What native HashTable is used? Shouldn't the JVM be using an optimized one?




I think by "native" they mean "implemented-in-c++-by-the-JVM", which potentially vary; not java.util.HashTable, which should be pretty standard across JVM implementations.


Yes, although Hashtable is legacy from JDK 1.0. New code should use HashMap or ConcurrentHashMap.


Please be careful with blanket statements like this. HashMap, Hashtable and ConcurrentHashMap behave differently in certain (subtle?) ways. ConcurrentHashMap doesn't like NULL but is thread-safe. Hashtable is synchronized, slow and thread-safe, but doesn't mind NULL. HashMap is not thread safe and doesn't mind NULL.

Edit: pardon the dupes, on unreliable mobile link :-(


> Hashtable is synchronized, slow and thread-safe, but doesn't mind NULL.

The issue with Hashtable or rather all legacy collection classes is that the API is rarely useful without additional synchronization. So you might as well use a HashMap wrapped by Collections.synchronizedMap or use a ConcurrentHashMap with a placeholder object instead of null.

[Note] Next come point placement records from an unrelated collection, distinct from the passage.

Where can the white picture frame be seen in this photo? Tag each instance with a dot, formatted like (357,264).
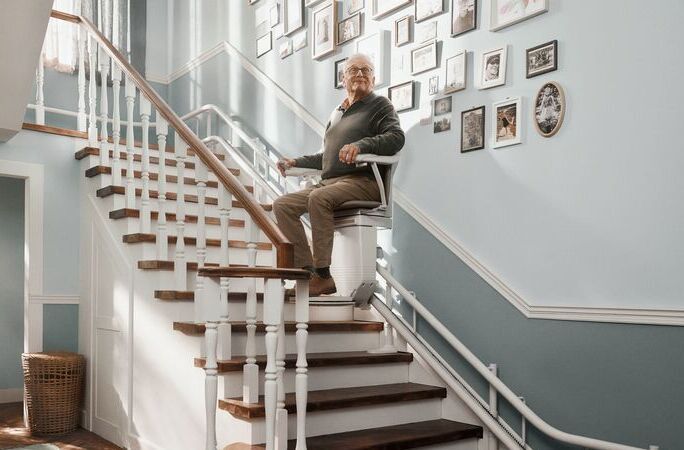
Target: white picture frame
(455,77)
(382,8)
(489,76)
(504,13)
(506,120)
(324,30)
(375,47)
(424,58)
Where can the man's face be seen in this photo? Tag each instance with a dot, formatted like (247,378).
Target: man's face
(358,77)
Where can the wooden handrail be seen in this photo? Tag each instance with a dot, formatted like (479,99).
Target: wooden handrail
(285,255)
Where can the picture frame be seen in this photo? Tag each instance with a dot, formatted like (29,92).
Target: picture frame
(541,59)
(426,9)
(493,67)
(324,23)
(424,58)
(402,96)
(339,73)
(293,16)
(349,28)
(375,46)
(507,124)
(455,78)
(402,31)
(473,129)
(463,16)
(548,110)
(264,44)
(504,13)
(381,8)
(353,6)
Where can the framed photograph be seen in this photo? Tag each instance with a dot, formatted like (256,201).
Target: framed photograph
(506,122)
(349,29)
(472,129)
(293,15)
(285,49)
(402,31)
(433,85)
(401,96)
(455,72)
(323,35)
(383,7)
(505,13)
(375,46)
(339,73)
(549,109)
(493,68)
(424,58)
(428,8)
(264,44)
(463,16)
(541,59)
(353,6)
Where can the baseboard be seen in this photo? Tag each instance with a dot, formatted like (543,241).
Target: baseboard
(11,395)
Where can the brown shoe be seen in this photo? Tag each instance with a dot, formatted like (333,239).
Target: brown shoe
(321,286)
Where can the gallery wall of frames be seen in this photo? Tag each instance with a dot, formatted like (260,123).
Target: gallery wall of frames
(403,39)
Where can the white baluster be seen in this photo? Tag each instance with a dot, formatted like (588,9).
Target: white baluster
(82,118)
(180,264)
(162,231)
(250,378)
(104,109)
(116,126)
(92,93)
(145,213)
(130,92)
(225,331)
(40,94)
(302,377)
(273,311)
(201,176)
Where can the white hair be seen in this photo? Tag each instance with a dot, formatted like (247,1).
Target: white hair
(357,56)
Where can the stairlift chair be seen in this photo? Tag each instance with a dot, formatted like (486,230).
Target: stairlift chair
(356,225)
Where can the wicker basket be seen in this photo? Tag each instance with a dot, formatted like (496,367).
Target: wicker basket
(53,386)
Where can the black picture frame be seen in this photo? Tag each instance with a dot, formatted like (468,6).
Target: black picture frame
(455,33)
(528,56)
(413,94)
(482,129)
(339,67)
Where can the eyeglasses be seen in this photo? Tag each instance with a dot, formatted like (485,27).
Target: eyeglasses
(354,70)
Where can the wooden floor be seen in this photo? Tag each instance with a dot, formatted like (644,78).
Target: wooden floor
(13,434)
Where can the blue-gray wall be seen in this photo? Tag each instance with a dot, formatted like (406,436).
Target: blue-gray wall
(11,281)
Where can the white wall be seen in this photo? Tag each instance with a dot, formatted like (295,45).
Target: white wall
(589,217)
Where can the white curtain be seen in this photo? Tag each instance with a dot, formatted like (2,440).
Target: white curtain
(60,50)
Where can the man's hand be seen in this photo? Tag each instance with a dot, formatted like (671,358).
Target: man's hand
(348,153)
(285,164)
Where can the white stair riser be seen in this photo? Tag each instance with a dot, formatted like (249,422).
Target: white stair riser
(230,385)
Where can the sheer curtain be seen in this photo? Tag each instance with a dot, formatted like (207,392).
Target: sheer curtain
(60,50)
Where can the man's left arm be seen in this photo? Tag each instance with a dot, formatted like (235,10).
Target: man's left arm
(389,137)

It's using a custom c++ hashtable:

https://github.com/JetBrains/jdk8u_hotspot/blob/master/src/s...

Interestingly, the hash table implementation it's subclassing has changed from `HashTable` to `RehashableHashtable` between JDK7 and JDK8, so I guess there's at least been work to try and improve the performance there.

The hashmap header is here, code lives in the matching cpp file in the same directory:

https://github.com/JetBrains/jdk8u_hotspot/blob/master/src/s...


That is an implementation detail, there are many JVMs to choose from.


Absolutely - that's what the blog post is about, how OpenJDK's particular implementation behaves. When Aleksey is talking about the hashtables not being resizeable, he's talking about the project he works on, which is the code above.


I missed that.


That is an implementation detail, there are many JVMs implementations to choose from.